Fest steht bislang, dass mehrere Männer in der Straße Hinterm Stern unweit des Einkaufszentrums Wandsbek Quarree um kurz nach 17 Uhr in Streit gerieten. Daraufhin fielen mindestens zwei Schüsse. Eine Kugel traf den 39-Jährigen ins Knie, zudem erlitt er einen Beinbruch. Nach Behördenangaben ist der Mann wegen mehrerer Delikte polizeibekannt, schwere Gewalttaten waren bislang aber nicht darunter. Die Ermittler stellten bei ihm eine Pistole und Drogen sicher. Gegen ihn wurde ein Strafverfahren wegen Verstoßes gegen das Waffengesetz und Verstoßes gegen das Betäubungsmittelgesetz eingeleitet. Am Donnerstagmorgen wurde er vernommen. Er soll vor den Haftrichter kommen, sobald es sein Gesundheitszustand zulasse, so die Polizei.

Polizei hofft auf Zeugen

Laut den Beamten wurden mindestens drei "südländisch aussehende" Männer gesehen, die vom Tatort in Richtung Kattunbleiche flüchteten. Dort stiegen sie in einen wartenden Ford, der anschließend davonfuhr. Das Auto wurde später in Glinde gefunden. Dort verliert sich die Spur der drei Männer. Die Polizei bittet Zeugen, sich unter der Hinweisnummer 040/4286-56789 zu melden.

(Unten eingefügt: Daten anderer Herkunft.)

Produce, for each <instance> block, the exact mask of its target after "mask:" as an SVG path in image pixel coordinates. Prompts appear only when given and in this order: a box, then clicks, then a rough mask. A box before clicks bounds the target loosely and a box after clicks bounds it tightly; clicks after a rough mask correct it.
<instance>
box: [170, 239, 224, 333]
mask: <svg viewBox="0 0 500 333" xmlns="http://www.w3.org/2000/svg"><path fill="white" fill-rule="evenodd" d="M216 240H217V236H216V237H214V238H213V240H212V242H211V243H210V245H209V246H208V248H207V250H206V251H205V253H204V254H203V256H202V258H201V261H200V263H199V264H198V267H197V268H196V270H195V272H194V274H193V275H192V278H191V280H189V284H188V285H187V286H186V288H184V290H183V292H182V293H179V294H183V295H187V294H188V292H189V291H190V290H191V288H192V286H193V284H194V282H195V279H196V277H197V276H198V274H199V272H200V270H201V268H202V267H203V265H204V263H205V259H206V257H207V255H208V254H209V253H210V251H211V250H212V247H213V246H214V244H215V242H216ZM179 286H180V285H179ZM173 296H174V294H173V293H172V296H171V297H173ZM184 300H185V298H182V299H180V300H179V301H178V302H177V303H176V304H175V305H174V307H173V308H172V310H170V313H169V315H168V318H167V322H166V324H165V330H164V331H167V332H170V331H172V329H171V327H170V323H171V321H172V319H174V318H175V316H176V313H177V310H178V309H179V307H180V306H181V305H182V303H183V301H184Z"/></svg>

U-Bahnverkehr war unterbrochen

Bei der Fahndung nach den Tätern kam es am Mittwochabend zu erheblichen Verkehrsbehinderungen. Der U-Bahnhof Wandsbek Markt wurde abgeriegelt, weil dort während der Fahndung Alarm ausgelöst worden war. Das Spezialeinsatzkommando suchte dort nach den Flüchtigen. Der Zugverkehr auf der Linie U1 zwischen den Stationen Wandsbek-Gartenstadt und Wartenau kam in dieser Zeit zum Erliegen, wurde gegen 21.15 Uhr aber wieder freigegeben. Auch der Busbetrieb war massiv eingeschränkt.